Lirica
L'ELISIR D'AMORE

PAZZO D'AMORE

PAZZO D'AMORE

Il doppio debutto scaligero di Laurent Pelly e Rolando Villazon ci ha consegnato un Elisir delizioso, coprodotto con l'Opéra National di Parigi e la Royal Opera House di Londra, dove lo spettacolo è già stato in cartellone.

Le scene di Chantal Thomas (e i costumi dello stesso Pelly) situano l'azione in un’Italia rurale del dopoguerra, attualizzazione che funziona e crea una giusta ambientazione alla commedia sentimentale, naif quanto basta senza scivolare nello stucchevole. Il regista, con pochi ma intelligenti tocchi, suggerisce una pianura assolata e luminosa dove si vedono balle di fieno e campi arati, un set ingenuo ed evocativo dove sfilano biciclette, trattori, Velosolex e le prime Vespe del boom, con un senso di dèjà-vu che si presta particolarmente all’Elisir e alle sue furtive lacrime, inserite in un retroterra sociale della nostra recente memoria collettiva.
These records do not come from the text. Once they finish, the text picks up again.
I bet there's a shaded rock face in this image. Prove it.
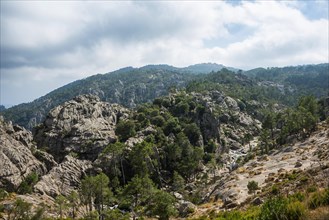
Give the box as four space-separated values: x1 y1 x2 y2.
0 118 47 191
34 95 128 161
34 156 92 198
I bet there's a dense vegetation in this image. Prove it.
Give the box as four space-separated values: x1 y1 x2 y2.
0 65 329 220
1 64 329 129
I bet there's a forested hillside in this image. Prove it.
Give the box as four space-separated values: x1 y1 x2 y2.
1 63 329 130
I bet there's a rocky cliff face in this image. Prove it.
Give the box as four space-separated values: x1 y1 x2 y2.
0 118 47 191
34 156 92 198
34 95 129 161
Ecco allora la trattoria di campagna, il furgone del latte divenuto camioncino per Dulcamara, le ragazze in golfino bon ton che passeggiano al crepuscolo al limitare del borgo dove lo sguardo si perde all’infinito, i grilli che cantano e un cagnolino che sfreccia per la scena.

La prima parte dell’opera si svolge su di un’alta piramide di balle di fieno, una montagna di paglia che cerca di scalare Nemorino per spiare la bella Adina distesa al sole, che recita la parte della scocciata nascondendo lo sguardo dietro occhiali neri da diva, ma che sembra essersi messa lì a bella posta per scatenare il desiderio maschile. Sdraiata sul fieno, Adina legge e fa ondeggiare le gambe nude nel meriggio estivo sotto un piccolo ombrellone rosso, messo lì più che per riparare dalla calura per indicare piuttosto la bella stesa sul fieno a darsi lo smalto sulle unghie dei piedi. Insomma una specie di “cuccia” che Adina si è ricavata nel fieno più per mostrarsi che per ripararsi a leggere in pace.

Numerose e perfette le trovate registiche di Laurent Pelly che vivacizzano la scena. Durante la furtiva lacrima calano dal cielo al rallentatore lampadine accese, stelle filanti per tradurre la gioia e la poesia della pagina o luminarie naif da festa paesana. Adina e Nemorino sono in realtà personaggi complessi e sensibili; dietro l’apparenza civettuola della ragazza si percepisce insicurezza e trepidazione e Nemorino, lo scemo del villaggio, ha un cuore grande e un temperamento tenace. La produzione, apparentemente senza pretese, invero prevede un movimento scenico impegnativo e curatissimo, nelle scene e nelle controscene, senza tempi morti come deve essere una vera commedia. I personaggi si arrampicano con disinvoltura sulle balle di fieno, sfuggono, s’inseguono, saltano, danzano continuando a cantare con sorprendente naturalezza.
La regia è stata ripresa in modo impeccabile da Hans Christian Rath; le luci perfette sono di Joel Adam.

Irina Lungu debutta nel ruolo di Adina, resa in modo snob ma popolaresco e con padronanza tecnica del ruolo, anche nelle colorature. Rolando Villazon ha dimostrato di avere ben superato l'intervento alle corde vocali; attorialmente perfetto, tratteggia in modo comico e commovente un Nemorino indimenticabile e, se la voce in alcuni momenti pare forzare, l'espressività e la musicalità compensano ogni cosa, essendo a livelli altissimi e rendendo al meglio il ruolo pensato dal regista: un Nemorino considerato lo scemo del villaggio ma che poi si rivela affidabile e concreto nei sentimenti (se è pazzo, è pazzo d'amore). Giorgio Caoduro è un affascinante Belcore, soldato gradasso e bonariamente prepotente, che fraseggia in modo elegante e risolve bene anche i passaggi alti del registro. Meno convincente il Dulcamara rubizzo e panciuto di Renato Girolami. Di gran lusso la Giannetta di Barbara Bargnesi, spigliata nella recitazione e dalla voce potente e usata in modo egregio. Ottimo il coro preparato da Bruno Casoni, vocalmente e attorialmente.

Efficace la direzione di Donato Renzetti, che segue alla perfezione lo spettacolo teatralissimo di Laurent Pelly: i tempi sono precisi e adatti a tradurre la vivacità e la leggerezza della regia, calcando sulla dolcezza mista a struggimento che aleggia nella partitura, arrivando a commuovere il pubblico.

Teatro esaurito, pubblico divertito e convinto, moltissimi applausi.